Israeli intelligence services are trying to sabotage Iran's military and nuclear programs through tainted equipment and cyber attacks, a recent report says.
Israeli officials, weary of Iran's achievements in the nuclear field, have turned to cyber attacks to halt the country's development, Israeli sources told Reuters on Tuesday.
The appeal of such a method was heightened after officials in Washington made clear that they are not willing to support an attack on key Iranian nuclear facilities.
"We came to the conclusion that, for our purposes, a key Iranian vulnerability is in its on-line information," a recently retired Israeli security cabinet member said, using a generic term for digital networks. "We have acted accordingly."
The report, quoting an unnamed Israeli source, says the attacks may also allow Israel's intelligence agencies to do more than just acquiring classified information.
"Aside from accessing secret data, we could also set off deliberate explosions, just by programming a re-route of the pipelines," the Shin Bet veteran said.

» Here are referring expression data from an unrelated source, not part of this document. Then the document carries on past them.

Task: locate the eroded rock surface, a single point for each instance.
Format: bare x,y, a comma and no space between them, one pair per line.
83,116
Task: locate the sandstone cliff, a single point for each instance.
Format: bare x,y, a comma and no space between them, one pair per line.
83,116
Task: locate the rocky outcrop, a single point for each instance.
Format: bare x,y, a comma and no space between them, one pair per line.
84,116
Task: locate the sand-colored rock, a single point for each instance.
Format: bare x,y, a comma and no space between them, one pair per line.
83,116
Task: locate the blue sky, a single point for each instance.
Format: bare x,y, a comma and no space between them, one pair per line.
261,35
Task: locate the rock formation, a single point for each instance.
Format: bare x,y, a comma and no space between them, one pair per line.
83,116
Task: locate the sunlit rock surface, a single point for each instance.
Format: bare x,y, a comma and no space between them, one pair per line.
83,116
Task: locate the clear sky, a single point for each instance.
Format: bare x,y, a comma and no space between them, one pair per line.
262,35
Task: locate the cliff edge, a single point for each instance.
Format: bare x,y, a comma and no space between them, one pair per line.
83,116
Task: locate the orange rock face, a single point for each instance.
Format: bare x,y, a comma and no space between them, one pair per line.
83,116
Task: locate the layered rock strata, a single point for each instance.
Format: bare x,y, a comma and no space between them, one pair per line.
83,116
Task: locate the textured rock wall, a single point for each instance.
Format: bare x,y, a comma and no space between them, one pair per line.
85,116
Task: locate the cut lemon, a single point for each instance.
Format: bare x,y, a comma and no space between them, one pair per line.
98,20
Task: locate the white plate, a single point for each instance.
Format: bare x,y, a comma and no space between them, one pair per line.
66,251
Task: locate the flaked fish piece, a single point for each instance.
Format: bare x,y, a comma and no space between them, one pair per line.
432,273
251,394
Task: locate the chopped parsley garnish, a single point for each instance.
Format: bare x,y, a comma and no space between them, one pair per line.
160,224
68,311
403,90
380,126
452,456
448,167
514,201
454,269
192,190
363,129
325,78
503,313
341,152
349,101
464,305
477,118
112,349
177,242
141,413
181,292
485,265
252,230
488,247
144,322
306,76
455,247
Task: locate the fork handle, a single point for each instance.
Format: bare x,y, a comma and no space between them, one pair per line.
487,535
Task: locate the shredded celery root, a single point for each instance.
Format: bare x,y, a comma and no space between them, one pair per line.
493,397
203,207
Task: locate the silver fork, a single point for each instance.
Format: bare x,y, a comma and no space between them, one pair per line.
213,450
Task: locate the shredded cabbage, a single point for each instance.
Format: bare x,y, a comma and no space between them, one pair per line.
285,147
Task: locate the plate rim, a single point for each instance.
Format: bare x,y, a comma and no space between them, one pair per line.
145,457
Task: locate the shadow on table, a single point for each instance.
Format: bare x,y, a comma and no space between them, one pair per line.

Another method of sabotage mentioned in the report was the use of malware -- a commonly used abbreviation for 'malicious software' -- to "corrupt, commandeer or crash the controls of sensitive sites like uranium enrichment plants".
As Iran's nuclear assets would probably be isolated from outside computers, Israeli agents would have to conceal the malware in software used by the Iranians or discreetly plant it on portable hardware brought in, unknowingly, by technicians.
Last year, Iran arrested 45-year-old Ali Ashtari on charges of relaying sensitive information on military, defense and research centers to intelligence officers working for the infamous Israeli intelligence agency, Mossad.
In a video recorded and later broadcast by IRIB, Ashtari confessed that Mossad had paid him $50,000 to buy internet cables and satellite phones and then sell them on to 'special customers' in the hope of enabling Israel to spy on their communications.
Israeli 'handlers,' whom Ashtari said he met in Thailand, Turkey and Switzerland, allegedly wanted him "to sell these terminals in Iran to special customers so they could hack into this equipment".